Figure 1: β estimates from panel regression of depreciation on interest differential, at 3, 6 and 12 month, 5 year and 10 year horizons, for sample extending to 2000 (blue bar), and 2011 (red bar). Panels do not contain same currencies in blue bars versus red bars. Source: Chinn and Meredith (2004), and Chinn and Quayyam (2012).
One can see why the results show up the way they do, by examining the correlations at the different horizons. I show the scatterplots at 1, 5 and 10 year horizons.
Figure 2: US-UK Ex post one year depreciation against one interest differential. Source: Chinn and Quayyum (2012).
Figure 3: US-UK Ex post five year depreciation against five year constant maturity interest differential. Source: Chinn and Quayyum (2012).
Figure 4: US-UK Ex post ten year depreciation against ten year constant maturity interest differential. Source: Chinn and Quayyum (2012).
Notice the progression; as the horizon gets longer, the slope becomes more positive. There are a number of reasons why this might occur. It could be that expectations are biased (this is examined in this paper). The other possibility is that the covariation between the exchange risk premium and the becomes less negative or more positive as the horizon is extended. This is the mechanism in Chinn and Meredith (2004), as the central bank responds to shocks to the within period exchange risk premium.
Why Do the Results Differ between Sample Periods?
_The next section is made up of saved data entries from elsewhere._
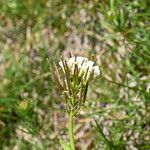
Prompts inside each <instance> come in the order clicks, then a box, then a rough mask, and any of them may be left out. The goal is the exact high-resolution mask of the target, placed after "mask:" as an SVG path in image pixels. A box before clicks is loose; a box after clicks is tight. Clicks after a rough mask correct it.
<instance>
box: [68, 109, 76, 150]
mask: <svg viewBox="0 0 150 150" xmlns="http://www.w3.org/2000/svg"><path fill="white" fill-rule="evenodd" d="M69 140H70V146H71V149H72V150H75V145H74V135H73V111H72V110H71V111H70V112H69Z"/></svg>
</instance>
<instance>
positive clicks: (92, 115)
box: [0, 0, 150, 150]
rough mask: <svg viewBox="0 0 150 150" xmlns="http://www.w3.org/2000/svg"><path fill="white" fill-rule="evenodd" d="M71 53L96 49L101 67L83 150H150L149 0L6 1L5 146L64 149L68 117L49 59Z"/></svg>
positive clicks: (1, 107) (0, 127)
mask: <svg viewBox="0 0 150 150" xmlns="http://www.w3.org/2000/svg"><path fill="white" fill-rule="evenodd" d="M69 51H71V52H72V53H73V54H77V55H81V56H86V57H89V58H90V57H91V56H92V55H95V57H96V58H97V64H98V65H99V66H100V67H101V72H102V74H101V77H99V78H98V79H97V80H96V81H95V82H94V83H92V84H91V86H90V88H89V94H88V101H87V102H86V106H85V107H84V108H83V110H82V111H81V113H80V115H79V116H78V117H77V118H76V121H75V122H76V126H75V129H74V132H75V140H76V147H77V149H79V150H81V149H83V150H86V149H87V150H107V149H111V146H110V144H111V145H114V147H115V149H117V150H149V149H150V126H149V124H150V113H149V112H150V105H149V104H150V74H149V73H150V65H149V64H150V1H149V0H101V1H100V0H74V1H73V0H63V1H61V0H0V149H2V150H27V149H32V150H59V149H61V148H60V144H59V140H60V139H65V140H67V139H68V136H67V117H68V116H67V115H66V113H65V109H64V103H63V101H62V99H61V98H60V96H59V94H58V92H57V87H56V85H55V83H54V82H53V79H52V78H51V74H50V73H49V65H48V63H47V60H46V59H47V58H49V59H51V60H54V61H56V63H57V62H58V61H59V60H60V58H61V55H64V56H67V55H68V52H69ZM94 118H95V120H96V122H97V125H96V123H95V121H94Z"/></svg>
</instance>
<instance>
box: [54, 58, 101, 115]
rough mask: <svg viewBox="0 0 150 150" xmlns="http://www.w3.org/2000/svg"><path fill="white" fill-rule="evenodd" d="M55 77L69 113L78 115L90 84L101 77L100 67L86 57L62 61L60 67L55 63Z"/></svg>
mask: <svg viewBox="0 0 150 150" xmlns="http://www.w3.org/2000/svg"><path fill="white" fill-rule="evenodd" d="M54 69H55V71H54V72H53V73H54V76H55V79H56V81H57V84H58V85H59V87H60V90H61V93H62V96H63V98H64V99H65V100H66V102H67V107H66V108H67V111H68V112H69V111H70V110H72V109H74V115H76V114H77V113H78V112H79V110H80V109H81V108H82V106H83V105H84V103H85V100H86V95H87V91H88V86H89V83H90V82H91V81H92V80H94V79H95V78H96V77H98V76H99V75H100V68H99V66H97V65H95V62H93V61H91V60H89V59H88V58H86V57H81V56H76V57H71V58H69V59H62V61H60V62H59V67H58V66H57V65H56V64H55V63H54Z"/></svg>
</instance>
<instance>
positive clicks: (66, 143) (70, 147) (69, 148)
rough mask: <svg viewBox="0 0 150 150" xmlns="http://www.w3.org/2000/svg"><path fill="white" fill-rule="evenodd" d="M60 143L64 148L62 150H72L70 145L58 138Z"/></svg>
mask: <svg viewBox="0 0 150 150" xmlns="http://www.w3.org/2000/svg"><path fill="white" fill-rule="evenodd" d="M60 144H61V147H62V148H63V149H64V150H72V149H71V147H70V145H69V144H68V143H66V142H65V141H63V140H60Z"/></svg>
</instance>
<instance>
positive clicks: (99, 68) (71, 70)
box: [59, 56, 100, 80]
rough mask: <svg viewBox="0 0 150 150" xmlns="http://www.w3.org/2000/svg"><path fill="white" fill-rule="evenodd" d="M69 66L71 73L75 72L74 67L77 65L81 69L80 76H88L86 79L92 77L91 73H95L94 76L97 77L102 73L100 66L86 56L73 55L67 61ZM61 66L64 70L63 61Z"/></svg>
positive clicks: (86, 76) (82, 76) (77, 66)
mask: <svg viewBox="0 0 150 150" xmlns="http://www.w3.org/2000/svg"><path fill="white" fill-rule="evenodd" d="M66 63H67V66H68V68H69V71H70V73H71V74H74V68H75V65H77V67H78V70H79V74H78V75H79V76H82V77H83V78H85V77H86V80H88V79H89V78H90V75H93V76H92V77H93V78H95V77H97V76H99V75H100V68H99V66H95V65H94V62H93V61H91V60H88V59H87V58H86V57H81V56H77V57H71V58H70V59H69V60H67V61H66ZM59 65H60V67H61V68H62V69H63V71H64V65H63V62H62V61H60V62H59Z"/></svg>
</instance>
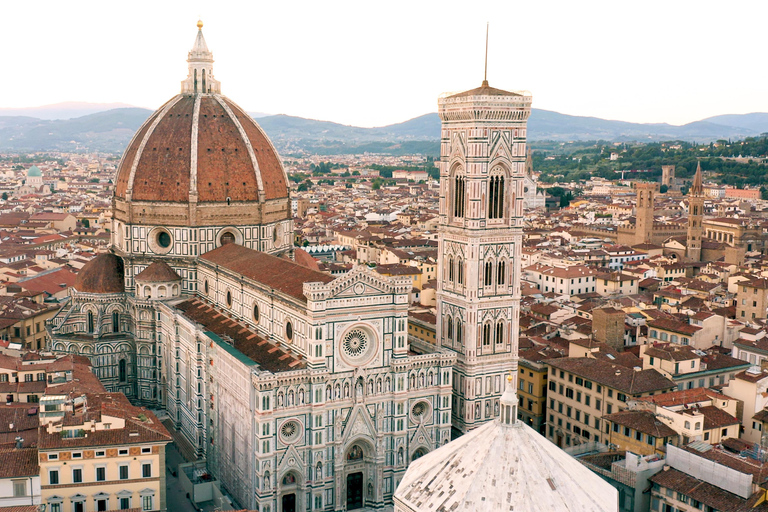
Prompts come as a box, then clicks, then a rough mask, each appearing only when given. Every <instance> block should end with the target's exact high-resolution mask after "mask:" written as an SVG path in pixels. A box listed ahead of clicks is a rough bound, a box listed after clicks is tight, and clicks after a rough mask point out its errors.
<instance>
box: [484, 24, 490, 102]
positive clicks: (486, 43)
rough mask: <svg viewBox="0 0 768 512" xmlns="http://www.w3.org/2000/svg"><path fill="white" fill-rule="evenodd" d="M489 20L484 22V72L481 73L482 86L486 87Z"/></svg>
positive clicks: (487, 82) (487, 61)
mask: <svg viewBox="0 0 768 512" xmlns="http://www.w3.org/2000/svg"><path fill="white" fill-rule="evenodd" d="M489 25H490V22H488V21H486V22H485V73H484V74H483V87H488V27H489Z"/></svg>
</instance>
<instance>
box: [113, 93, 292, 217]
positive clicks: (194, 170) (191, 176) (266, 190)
mask: <svg viewBox="0 0 768 512" xmlns="http://www.w3.org/2000/svg"><path fill="white" fill-rule="evenodd" d="M191 195H192V196H194V195H196V196H197V202H201V203H204V202H219V203H226V202H227V199H228V198H229V200H230V201H260V200H261V201H264V200H270V199H279V198H285V197H288V184H287V180H286V175H285V170H284V169H283V166H282V163H281V161H280V158H279V157H278V155H277V151H276V150H275V148H274V147H273V146H272V144H271V142H270V141H269V139H268V138H267V136H266V134H265V133H264V132H263V131H262V130H261V128H260V127H259V126H258V125H257V124H256V122H255V121H254V120H253V118H251V116H249V115H248V114H247V113H246V112H245V111H243V110H242V109H241V108H240V107H238V106H237V105H236V104H235V103H234V102H232V101H231V100H230V99H228V98H226V97H224V96H221V95H219V94H208V93H206V94H200V93H198V94H179V95H178V96H175V97H173V98H171V100H170V101H168V102H167V103H166V104H165V105H163V106H162V107H161V108H160V109H159V110H157V111H156V112H155V113H154V114H152V116H150V118H149V119H148V120H147V121H146V123H144V126H142V127H141V129H140V130H139V131H138V133H137V134H136V135H135V136H134V138H133V140H132V141H131V144H130V145H129V146H128V149H126V150H125V154H124V155H123V159H122V161H121V162H120V167H119V168H118V171H117V180H116V186H115V196H116V197H118V198H122V199H130V200H133V201H161V202H180V203H184V202H188V201H189V200H190V196H191Z"/></svg>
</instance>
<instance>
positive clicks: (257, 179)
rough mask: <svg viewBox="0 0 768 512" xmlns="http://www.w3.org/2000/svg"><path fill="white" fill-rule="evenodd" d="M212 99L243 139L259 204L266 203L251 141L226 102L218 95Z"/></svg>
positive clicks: (261, 181)
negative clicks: (228, 118) (225, 115)
mask: <svg viewBox="0 0 768 512" xmlns="http://www.w3.org/2000/svg"><path fill="white" fill-rule="evenodd" d="M212 96H213V97H214V98H216V101H218V102H219V105H221V107H222V108H223V109H224V111H225V112H226V113H227V115H228V116H229V118H230V119H232V122H233V123H234V124H235V126H236V127H237V131H238V132H239V133H240V137H241V138H242V139H243V142H244V143H245V147H246V149H247V150H248V156H249V157H250V158H251V163H252V164H253V172H254V174H255V175H256V182H257V183H258V187H259V190H258V193H259V202H262V203H263V202H265V201H266V197H267V194H266V190H264V183H263V182H262V180H261V169H260V168H259V162H258V161H257V160H256V153H255V152H254V151H253V145H252V144H251V139H249V138H248V135H247V134H246V133H245V128H243V125H242V124H241V123H240V120H239V119H237V116H235V113H234V112H232V109H231V108H229V105H227V102H226V101H224V100H223V99H222V97H221V95H220V94H213V95H212Z"/></svg>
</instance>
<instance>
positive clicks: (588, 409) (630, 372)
mask: <svg viewBox="0 0 768 512" xmlns="http://www.w3.org/2000/svg"><path fill="white" fill-rule="evenodd" d="M547 364H548V365H549V377H548V382H549V384H548V386H549V389H548V392H547V400H548V401H549V403H548V406H547V438H548V439H550V440H551V441H552V442H554V443H555V444H557V445H558V446H560V447H561V448H563V447H565V446H572V445H574V444H581V443H584V442H588V441H597V442H606V441H605V440H606V439H607V438H608V437H609V435H610V429H609V428H608V423H607V422H606V421H604V420H602V418H603V417H604V416H605V415H608V414H613V413H614V412H618V411H620V410H622V409H624V408H626V407H627V401H628V400H631V399H636V398H640V397H643V396H648V395H652V394H657V393H664V392H666V391H670V390H672V389H674V388H675V384H674V382H672V381H671V380H669V379H667V378H666V377H664V376H663V375H662V374H661V373H659V372H658V371H657V370H655V369H648V370H642V369H640V368H628V367H626V366H620V365H617V364H613V363H611V362H608V361H606V360H603V359H592V358H587V357H567V358H562V359H551V360H548V361H547Z"/></svg>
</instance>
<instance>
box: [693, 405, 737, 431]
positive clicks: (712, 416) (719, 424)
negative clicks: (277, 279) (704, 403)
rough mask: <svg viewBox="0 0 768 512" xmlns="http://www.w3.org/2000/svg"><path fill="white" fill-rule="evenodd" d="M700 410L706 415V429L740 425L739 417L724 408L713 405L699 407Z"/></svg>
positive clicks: (705, 423)
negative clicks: (714, 405)
mask: <svg viewBox="0 0 768 512" xmlns="http://www.w3.org/2000/svg"><path fill="white" fill-rule="evenodd" d="M697 410H698V412H700V413H701V414H703V415H704V430H711V429H713V428H722V427H728V426H731V425H738V424H739V419H738V418H735V417H733V416H731V415H730V414H728V413H727V412H725V411H724V410H722V409H718V408H717V407H715V406H713V405H708V406H706V407H699V408H698V409H697Z"/></svg>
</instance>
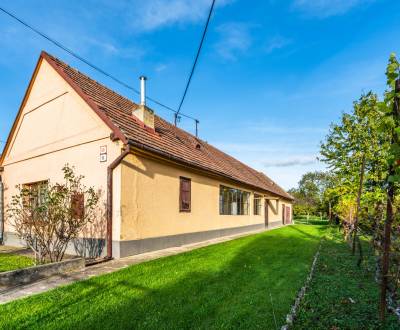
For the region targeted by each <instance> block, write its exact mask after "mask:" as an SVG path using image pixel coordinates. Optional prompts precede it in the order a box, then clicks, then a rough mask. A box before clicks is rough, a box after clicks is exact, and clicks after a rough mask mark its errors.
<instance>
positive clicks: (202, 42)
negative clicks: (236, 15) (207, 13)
mask: <svg viewBox="0 0 400 330" xmlns="http://www.w3.org/2000/svg"><path fill="white" fill-rule="evenodd" d="M214 5H215V0H212V2H211V7H210V11H209V13H208V17H207V21H206V25H205V26H204V30H203V35H202V36H201V41H200V45H199V48H198V49H197V54H196V57H195V59H194V62H193V66H192V70H191V71H190V75H189V79H188V81H187V83H186V87H185V91H184V92H183V96H182V99H181V102H180V103H179V107H178V111H177V112H176V113H175V126H176V122H177V119H178V115H179V113H180V111H181V108H182V104H183V101H185V97H186V94H187V91H188V89H189V85H190V82H191V81H192V77H193V73H194V70H195V69H196V65H197V61H198V59H199V56H200V52H201V48H202V47H203V43H204V39H205V37H206V34H207V29H208V24H209V23H210V19H211V15H212V12H213V9H214Z"/></svg>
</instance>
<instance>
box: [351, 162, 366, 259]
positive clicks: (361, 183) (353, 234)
mask: <svg viewBox="0 0 400 330" xmlns="http://www.w3.org/2000/svg"><path fill="white" fill-rule="evenodd" d="M364 172H365V154H363V155H362V159H361V168H360V182H359V185H358V193H357V209H356V215H355V218H354V233H353V248H352V250H351V254H352V255H353V256H354V254H355V252H356V239H357V229H358V217H359V214H360V208H361V194H362V188H363V185H364Z"/></svg>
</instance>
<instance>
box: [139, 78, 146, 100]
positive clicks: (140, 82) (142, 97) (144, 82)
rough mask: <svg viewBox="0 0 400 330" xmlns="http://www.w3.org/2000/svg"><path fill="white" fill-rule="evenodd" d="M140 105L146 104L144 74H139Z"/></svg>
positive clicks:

Figure 1 indicates that the slope coefficient is lower in the more recent study than in Chinn and Meredith. There is a degree of noncomparability, as the currencies covered change from the early study (which includes the euro legacy currencies, e.g., French franc) to the late study. Nonetheless, it does seem that the coefficients at long horizon are lower when incorporating more recent data. However, rather than arising from the behavior of all the currencies, this phenomenon seems to be driven by the Swiss franc and in particular the Japanese yen. In Figure 5, I present the scatterplot for the five year horizon, for the Swiss franc.
Figure 5: US-Swiss Ex post five year depreciation against five year constant maturity interest differential. Pre-1996 interest rates (red squares), post-1995 interest rates (blue circles). Source: Chinn and Quayyum (2012).
In other words, we might expect that the long horizon results that obtained in an earlier period of fairly high interest rates might be attenuated for other currencies as long term interest rates stay at historically low levels. After all, as of Monday, US, UK, Swiss and Japanese ten year benchmark yields at 1.65, 1.52, 0.55, and 0.81% (Source: FT, accessed 8/27).